Department of Cardiology, Helsinki University Central Hospital, Finland.
Eur Heart J Acute Cardiovasc Care. 2013 Dec;2(4):371-8. doi: 10.1177/2048872613501985. Epub 2013 Aug 21.
Current guidelines prefer primary percutaneous coronary intervention (pPCI) over fibrinolysis in the treatment of acute ST-elevation myocardial infarction (STEMI). Pre-hospital fibrinolysis followed by early invasive evaluation is an alternative that we have used in patients presenting within three hours of symptom onset. We made a survey of patients suffering an acute STEMI over one year to assess mortality and adverse events following either pPCI or fibrinolysis.
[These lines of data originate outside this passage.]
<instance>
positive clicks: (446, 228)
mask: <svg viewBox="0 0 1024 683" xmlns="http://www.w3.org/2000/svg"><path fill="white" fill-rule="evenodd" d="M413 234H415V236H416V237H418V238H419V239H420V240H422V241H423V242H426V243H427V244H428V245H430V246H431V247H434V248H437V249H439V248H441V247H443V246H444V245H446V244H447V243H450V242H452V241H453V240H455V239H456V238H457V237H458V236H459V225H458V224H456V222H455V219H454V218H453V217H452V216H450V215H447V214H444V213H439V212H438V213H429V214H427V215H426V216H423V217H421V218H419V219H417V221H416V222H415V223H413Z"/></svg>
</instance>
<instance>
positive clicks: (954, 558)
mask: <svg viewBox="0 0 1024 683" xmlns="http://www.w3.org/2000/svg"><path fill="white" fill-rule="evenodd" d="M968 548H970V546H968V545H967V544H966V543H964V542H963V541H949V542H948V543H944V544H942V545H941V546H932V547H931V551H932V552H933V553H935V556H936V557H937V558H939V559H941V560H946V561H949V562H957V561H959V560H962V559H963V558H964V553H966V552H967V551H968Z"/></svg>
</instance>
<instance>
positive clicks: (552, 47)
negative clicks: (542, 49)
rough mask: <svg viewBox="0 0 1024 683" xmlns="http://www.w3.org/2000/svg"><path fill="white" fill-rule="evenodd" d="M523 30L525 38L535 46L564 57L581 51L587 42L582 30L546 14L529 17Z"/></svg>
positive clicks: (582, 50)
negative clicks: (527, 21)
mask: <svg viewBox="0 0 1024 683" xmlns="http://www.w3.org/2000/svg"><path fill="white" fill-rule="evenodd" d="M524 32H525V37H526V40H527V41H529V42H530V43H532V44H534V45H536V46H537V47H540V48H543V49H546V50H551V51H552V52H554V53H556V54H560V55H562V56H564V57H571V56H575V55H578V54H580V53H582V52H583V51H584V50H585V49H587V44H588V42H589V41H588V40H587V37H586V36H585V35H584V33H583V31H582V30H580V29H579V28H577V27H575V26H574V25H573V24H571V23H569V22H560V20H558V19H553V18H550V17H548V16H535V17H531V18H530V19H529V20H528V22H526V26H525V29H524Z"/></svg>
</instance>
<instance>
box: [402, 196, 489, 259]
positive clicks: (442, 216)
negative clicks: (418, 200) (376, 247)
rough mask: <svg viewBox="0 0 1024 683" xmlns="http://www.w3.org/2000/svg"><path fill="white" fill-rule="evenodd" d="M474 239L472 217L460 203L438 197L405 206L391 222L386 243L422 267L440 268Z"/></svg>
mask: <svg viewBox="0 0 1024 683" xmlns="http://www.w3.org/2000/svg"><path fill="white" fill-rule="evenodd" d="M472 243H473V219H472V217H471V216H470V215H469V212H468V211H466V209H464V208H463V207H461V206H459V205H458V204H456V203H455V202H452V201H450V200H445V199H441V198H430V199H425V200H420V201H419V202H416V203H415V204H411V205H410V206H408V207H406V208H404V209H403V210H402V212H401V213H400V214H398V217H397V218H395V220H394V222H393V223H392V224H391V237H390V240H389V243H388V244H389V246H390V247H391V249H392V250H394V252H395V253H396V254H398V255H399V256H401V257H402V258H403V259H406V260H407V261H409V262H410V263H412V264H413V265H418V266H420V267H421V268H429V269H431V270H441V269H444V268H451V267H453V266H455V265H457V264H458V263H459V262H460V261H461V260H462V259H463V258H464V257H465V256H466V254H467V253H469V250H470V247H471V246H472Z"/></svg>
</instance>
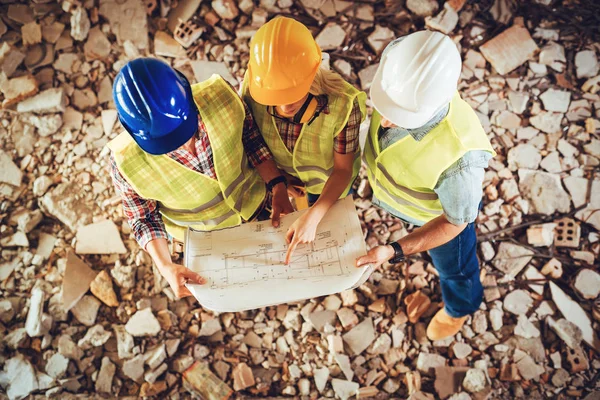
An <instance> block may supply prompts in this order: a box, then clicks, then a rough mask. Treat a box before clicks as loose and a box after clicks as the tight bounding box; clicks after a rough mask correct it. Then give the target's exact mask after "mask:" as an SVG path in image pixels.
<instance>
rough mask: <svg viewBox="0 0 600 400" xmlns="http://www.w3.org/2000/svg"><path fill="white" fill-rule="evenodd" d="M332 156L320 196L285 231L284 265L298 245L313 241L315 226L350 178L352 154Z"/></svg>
mask: <svg viewBox="0 0 600 400" xmlns="http://www.w3.org/2000/svg"><path fill="white" fill-rule="evenodd" d="M333 154H334V156H333V172H332V173H331V175H330V176H329V179H327V182H325V187H324V188H323V192H322V193H321V196H319V199H318V200H317V201H316V202H315V204H314V205H313V206H312V207H311V208H310V209H309V210H308V212H306V214H304V215H303V216H301V217H300V218H298V219H297V220H296V221H295V222H294V223H293V224H292V226H290V228H289V229H288V231H287V234H286V241H287V242H288V244H289V246H288V251H287V254H286V257H285V263H286V264H289V262H290V258H291V256H292V253H293V252H294V250H295V249H296V246H298V244H299V243H310V242H313V241H314V240H315V235H316V232H317V226H318V225H319V223H320V222H321V220H322V219H323V217H324V216H325V214H326V213H327V211H329V209H330V208H331V206H332V205H333V204H334V203H335V202H336V201H337V199H338V198H339V197H340V196H341V194H342V193H343V192H344V190H345V189H346V186H348V183H349V182H350V179H351V178H352V166H353V163H354V153H348V154H340V153H337V152H334V153H333Z"/></svg>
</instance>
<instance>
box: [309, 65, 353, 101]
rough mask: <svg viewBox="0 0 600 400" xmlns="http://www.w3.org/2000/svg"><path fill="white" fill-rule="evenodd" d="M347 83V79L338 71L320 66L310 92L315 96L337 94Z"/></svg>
mask: <svg viewBox="0 0 600 400" xmlns="http://www.w3.org/2000/svg"><path fill="white" fill-rule="evenodd" d="M345 84H346V81H345V80H344V78H342V77H341V76H340V75H339V74H338V73H337V72H334V71H331V70H329V69H325V68H319V70H318V71H317V74H316V75H315V79H313V83H312V85H311V86H310V89H309V91H308V92H309V93H310V94H312V95H314V96H319V95H321V94H327V95H329V94H335V93H339V92H341V91H343V90H344V85H345Z"/></svg>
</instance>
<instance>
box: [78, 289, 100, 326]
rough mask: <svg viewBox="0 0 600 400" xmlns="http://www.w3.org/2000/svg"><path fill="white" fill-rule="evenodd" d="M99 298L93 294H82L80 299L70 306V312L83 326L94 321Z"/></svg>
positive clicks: (88, 325)
mask: <svg viewBox="0 0 600 400" xmlns="http://www.w3.org/2000/svg"><path fill="white" fill-rule="evenodd" d="M99 308H100V300H98V299H96V298H95V297H94V296H89V295H88V296H83V297H82V298H81V300H79V301H78V302H77V304H75V306H74V307H73V308H71V312H72V313H73V315H74V316H75V318H77V320H78V321H79V322H81V323H82V324H83V325H85V326H92V325H94V323H95V322H96V317H97V316H98V309H99Z"/></svg>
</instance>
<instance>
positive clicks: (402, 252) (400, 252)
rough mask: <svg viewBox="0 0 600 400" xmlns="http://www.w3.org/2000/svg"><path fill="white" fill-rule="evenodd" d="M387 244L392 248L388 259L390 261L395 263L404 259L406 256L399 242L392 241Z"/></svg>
mask: <svg viewBox="0 0 600 400" xmlns="http://www.w3.org/2000/svg"><path fill="white" fill-rule="evenodd" d="M388 246H389V247H391V248H392V252H393V253H392V254H393V255H392V257H391V258H390V259H389V260H388V261H389V262H390V263H392V264H397V263H400V262H402V261H404V260H405V258H406V257H405V256H404V251H403V249H402V246H400V243H398V242H392V243H390V244H389V245H388Z"/></svg>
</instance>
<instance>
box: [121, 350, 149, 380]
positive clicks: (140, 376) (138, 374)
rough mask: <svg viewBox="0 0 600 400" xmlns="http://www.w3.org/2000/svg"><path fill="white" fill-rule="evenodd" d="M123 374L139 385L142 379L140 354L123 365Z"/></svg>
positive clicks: (143, 367)
mask: <svg viewBox="0 0 600 400" xmlns="http://www.w3.org/2000/svg"><path fill="white" fill-rule="evenodd" d="M122 370H123V374H125V376H127V377H128V378H130V379H131V380H133V381H135V382H138V383H141V382H142V380H143V378H144V356H142V355H141V354H139V355H137V356H135V357H133V358H132V359H130V360H127V361H125V362H124V363H123V368H122Z"/></svg>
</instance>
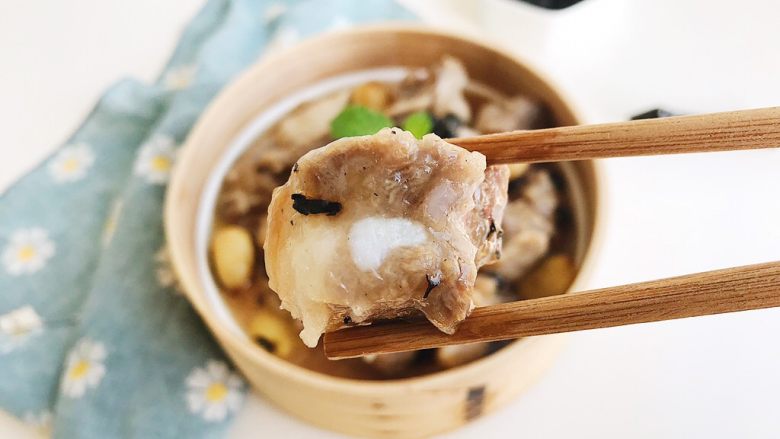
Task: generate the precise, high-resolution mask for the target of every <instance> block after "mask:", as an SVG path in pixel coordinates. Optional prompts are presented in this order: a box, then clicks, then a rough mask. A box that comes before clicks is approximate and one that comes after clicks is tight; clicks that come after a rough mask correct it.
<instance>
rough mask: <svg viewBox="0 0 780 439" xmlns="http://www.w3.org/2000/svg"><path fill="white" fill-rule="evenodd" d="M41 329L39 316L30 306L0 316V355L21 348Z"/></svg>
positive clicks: (41, 324)
mask: <svg viewBox="0 0 780 439" xmlns="http://www.w3.org/2000/svg"><path fill="white" fill-rule="evenodd" d="M42 329H43V321H42V320H41V316H39V315H38V313H37V312H36V311H35V309H33V307H32V306H30V305H26V306H23V307H21V308H18V309H15V310H13V311H11V312H9V313H6V314H3V315H0V355H2V354H5V353H8V352H11V351H13V350H14V349H17V348H19V347H21V346H23V345H24V344H25V343H27V341H28V340H29V339H30V338H32V337H33V336H35V335H37V334H40V332H41V331H42Z"/></svg>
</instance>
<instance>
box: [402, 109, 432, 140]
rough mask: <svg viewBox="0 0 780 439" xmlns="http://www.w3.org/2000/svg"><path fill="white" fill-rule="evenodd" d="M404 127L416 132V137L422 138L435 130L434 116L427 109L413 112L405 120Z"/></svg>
mask: <svg viewBox="0 0 780 439" xmlns="http://www.w3.org/2000/svg"><path fill="white" fill-rule="evenodd" d="M403 129H405V130H406V131H409V132H410V133H412V134H414V137H417V138H418V139H421V138H422V136H424V135H426V134H428V133H430V132H431V131H432V130H433V118H432V117H431V115H430V114H428V113H427V112H425V111H418V112H416V113H412V114H410V115H409V116H407V117H406V120H404V126H403Z"/></svg>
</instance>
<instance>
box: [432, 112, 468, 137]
mask: <svg viewBox="0 0 780 439" xmlns="http://www.w3.org/2000/svg"><path fill="white" fill-rule="evenodd" d="M461 125H463V122H461V120H460V119H458V116H455V115H454V114H448V115H446V116H444V117H442V118H441V119H438V118H436V119H434V122H433V133H434V134H436V135H437V136H439V137H441V138H442V139H449V138H451V137H458V134H457V133H458V128H460V126H461Z"/></svg>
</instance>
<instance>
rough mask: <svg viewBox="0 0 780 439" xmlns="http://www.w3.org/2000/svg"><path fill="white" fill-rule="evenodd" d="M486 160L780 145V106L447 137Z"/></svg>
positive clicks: (649, 154)
mask: <svg viewBox="0 0 780 439" xmlns="http://www.w3.org/2000/svg"><path fill="white" fill-rule="evenodd" d="M447 141H448V142H450V143H452V144H455V145H458V146H462V147H463V148H466V149H469V150H472V151H479V152H481V153H483V154H485V156H487V160H488V163H490V164H500V163H514V162H527V163H533V162H557V161H564V160H589V159H601V158H609V157H629V156H643V155H661V154H682V153H691V152H714V151H733V150H743V149H758V148H773V147H777V146H780V107H771V108H761V109H756V110H741V111H730V112H726V113H713V114H702V115H696V116H676V117H665V118H661V119H648V120H635V121H630V122H618V123H609V124H600V125H579V126H570V127H559V128H549V129H543V130H532V131H510V132H507V133H500V134H488V135H483V136H475V137H462V138H454V139H448V140H447Z"/></svg>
Of the 448 consecutive STEMI patients, 194 were treated with pPCI and 176 underwent fibrinolysis; 78 patients received no reperfusion treatment within 12 hours (NRT group). The median TIMI risk scores were 4.0, 3.0 and 4.0 in the pPCI, fibrinolysis and NRT groups, respectively (p<0.001). Mortality at one year was 14.4% following pPCI, 5.1% following fibrinolysis and 12.8% in the NRT group (p=0.011 across all groups and p=0.003 between pPCI and fibrinolysis, adjusted for differences in risk factors). The one-year composite of cardiovascular death, stroke, reinfarction and new revascularization was 20.1%, 18.2% and 26.9% for the pPCI, fibrinolysis and NRT groups, respectively (p=NS). In patients presenting within three hours of symptom onset, one-year mortality was 3.7% in the fibrinolysis group (n=163) and 15.3% in the pPCI group (n=118) (adjusted p =0.001), while the composite of adverse events was 16.6% in the former group and 19.5% in the latter (p=NS).
Pre-hospital fibrinolysis followed by routine early invasive evaluation provides an excellent reperfusion strategy for low-risk STEMI patients presenting early after symptom onset.
目前的指南更倾向于在急性 ST 段抬高型心肌梗死(STEMI)的治疗中采用经皮冠状动脉介入治疗(pPCI)而非纤溶治疗。在症状发作后 3 小时内,我们采用了一种替代方法,即先进行院前纤溶治疗,然后进行早期有创评估。我们对一年中患有急性 STEMI 的患者进行了一项调查,以评估接受 pPCI 或纤溶治疗后的死亡率和不良事件。
在 448 例连续的 STEMI 患者中,194 例接受了 pPCI 治疗,176 例接受了纤溶治疗;78 例患者在 12 小时内未接受再灌注治疗(NRT 组)。pPCI、纤溶和 NRT 组的中位 TIMI 风险评分分别为 4.0、3.0 和 4.0(p<0.001)。pPCI 组一年死亡率为 14.4%,纤溶组为 5.1%,NRT 组为 12.8%(各组间差异有统计学意义,p=0.011;pPCI 组与纤溶组之间差异有统计学意义,p=0.003,校正了危险因素的差异)。pPCI、纤溶和 NRT 组一年心血管死亡、卒中和再梗死及新血运重建的复合终点发生率分别为 20.1%、18.2%和 26.9%(p=NS)。在症状发作后 3 小时内就诊的患者中,纤溶组一年死亡率为 3.7%(n=163),pPCI 组为 15.3%(n=118)(校正后 p=0.001),而前者的不良事件复合终点发生率为 16.6%,后者为 19.5%(p=NS)。
对于早期症状发作的低危 STEMI 患者,院前纤溶治疗后常规进行早期有创评估提供了一种出色的再灌注策略。